Trump's Golan declaration unites Arab League in condemnation
Despite Israel's growing and increasingly public closeness to certain Arab governments, the Arab League unanimously rejected the US decision to recognise Israeli "sovereignty" over the occupied Golan Heights as it met for its summit in Tunis on Sunday.
Tensions remained over Iran's regional role and the Gulf Arab states' diplomatic split with Qatar, whose emir Sheikh Tamim bin Hamad Al Thani left early, as well as protests in Algeria and Sudan. However, the grouping was clear in its rejection of US President Donald Trump's move last week on the Golan.
Israel occupied the Golan Heights in the 1967 Middle East war, taking the strategic plateau from Syria, whose readmission to the Arab League has been discussed in recent months as members renew contacts with the country following President Bashar al-Assad's increasing control over opposition-held areas.
Saudi Arabia's King Salman told Arab monarchs, presidents and prime ministers at the meeting that his country "absolutely rejects" any measures affecting Syria's sovereignty over the Golan Heights.
Trump's Golan decision followed a US move to recognise Jerusalem as Israel's capital, a decision that also drew Arab condemnation.
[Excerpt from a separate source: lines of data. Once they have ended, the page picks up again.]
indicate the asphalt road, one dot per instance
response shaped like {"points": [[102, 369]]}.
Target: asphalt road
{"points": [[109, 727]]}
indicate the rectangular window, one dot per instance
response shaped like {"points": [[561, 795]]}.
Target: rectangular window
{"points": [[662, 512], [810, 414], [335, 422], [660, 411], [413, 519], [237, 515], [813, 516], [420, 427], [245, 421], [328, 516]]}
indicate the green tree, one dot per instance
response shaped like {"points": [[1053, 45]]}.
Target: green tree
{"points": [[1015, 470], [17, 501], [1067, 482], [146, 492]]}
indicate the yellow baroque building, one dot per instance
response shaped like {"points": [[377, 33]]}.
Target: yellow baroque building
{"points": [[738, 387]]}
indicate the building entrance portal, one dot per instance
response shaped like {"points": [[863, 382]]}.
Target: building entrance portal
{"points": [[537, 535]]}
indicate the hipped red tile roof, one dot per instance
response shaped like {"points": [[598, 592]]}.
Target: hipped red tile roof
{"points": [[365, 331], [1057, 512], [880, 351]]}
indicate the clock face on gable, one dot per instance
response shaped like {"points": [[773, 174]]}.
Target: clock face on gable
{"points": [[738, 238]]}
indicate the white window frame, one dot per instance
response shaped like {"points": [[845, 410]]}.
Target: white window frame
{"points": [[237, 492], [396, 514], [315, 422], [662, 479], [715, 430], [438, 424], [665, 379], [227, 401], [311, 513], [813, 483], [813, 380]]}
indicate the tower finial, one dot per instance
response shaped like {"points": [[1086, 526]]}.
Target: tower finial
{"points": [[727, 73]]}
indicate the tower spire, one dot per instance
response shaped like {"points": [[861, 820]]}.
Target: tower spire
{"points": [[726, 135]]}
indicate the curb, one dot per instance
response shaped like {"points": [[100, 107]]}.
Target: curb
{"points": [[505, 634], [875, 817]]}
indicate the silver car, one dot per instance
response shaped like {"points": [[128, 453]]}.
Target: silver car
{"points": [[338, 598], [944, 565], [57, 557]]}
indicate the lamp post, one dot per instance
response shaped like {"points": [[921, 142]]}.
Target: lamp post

Palestinians want East Jerusalem as the capital of a future state.
Tunisian President Beji Caid Essebsi said Arab leaders also needed to ensure the international community understood the importance of the Palestinian cause to Arab countries.
UN Secretary-General Antonio Guterres, who addressed the meeting in Tunis, said any resolution to the Syrian conflict must guarantee the territorial integrity of Syria "including the occupied Golan Heights".
Syria was suspended by the Arab League in 2011 for its violent crackdown on protesters, but in recent months the relationship has been increasingly rehabilitated, with Syria attending regional meetings and receiving an official visit by Sudanese President Omar al-Bashir.
Its place at the congress in Tunis remained empty, and the Arab League said there is still no consensus on Syria's return.
The Tunis summit brought together the rulers of Saudi Arabia and Qatar for the first time at the same gathering since 2017, when Riyadh and its allies the UAE, Bahrain and Egypt imposed a political and economic boycott on Doha.
However, Qatar's emir left the summit hall shortly after Arab League Secretary-General Ahmed Aboul Gheit praised the way Saudi Arabia handled the union's rotating presidency last year, live television footage showed.
Qatar's state news agency did not say why Tamim left, but Tunisia's state news agency TAP said the rest of Qatar's delegation stayed.
The blockading states accuse Qatar of seeking to undermine them and say it has been cosying up to Iran, charges Doha denies.
The row has defied mediation efforts by Kuwait and the United States, which has called on Gulf Arab states to unite in opposition to Iranian influence in the region.
King Salman, whose country has long vied with Iran for influence in the region, called for confronting what he called the "aggressive policies of the Iranian regime". He said Iran was interfering in Arab affairs, a charge Tehran dismisses.
Arab states remain divided over other issues, including how to deal with pro-democracy protests that have erupted in the region since 2011.
The leaders of Sudan and Algeria were not at Sunday's meeting as both nations have been roiled by anti-government protests.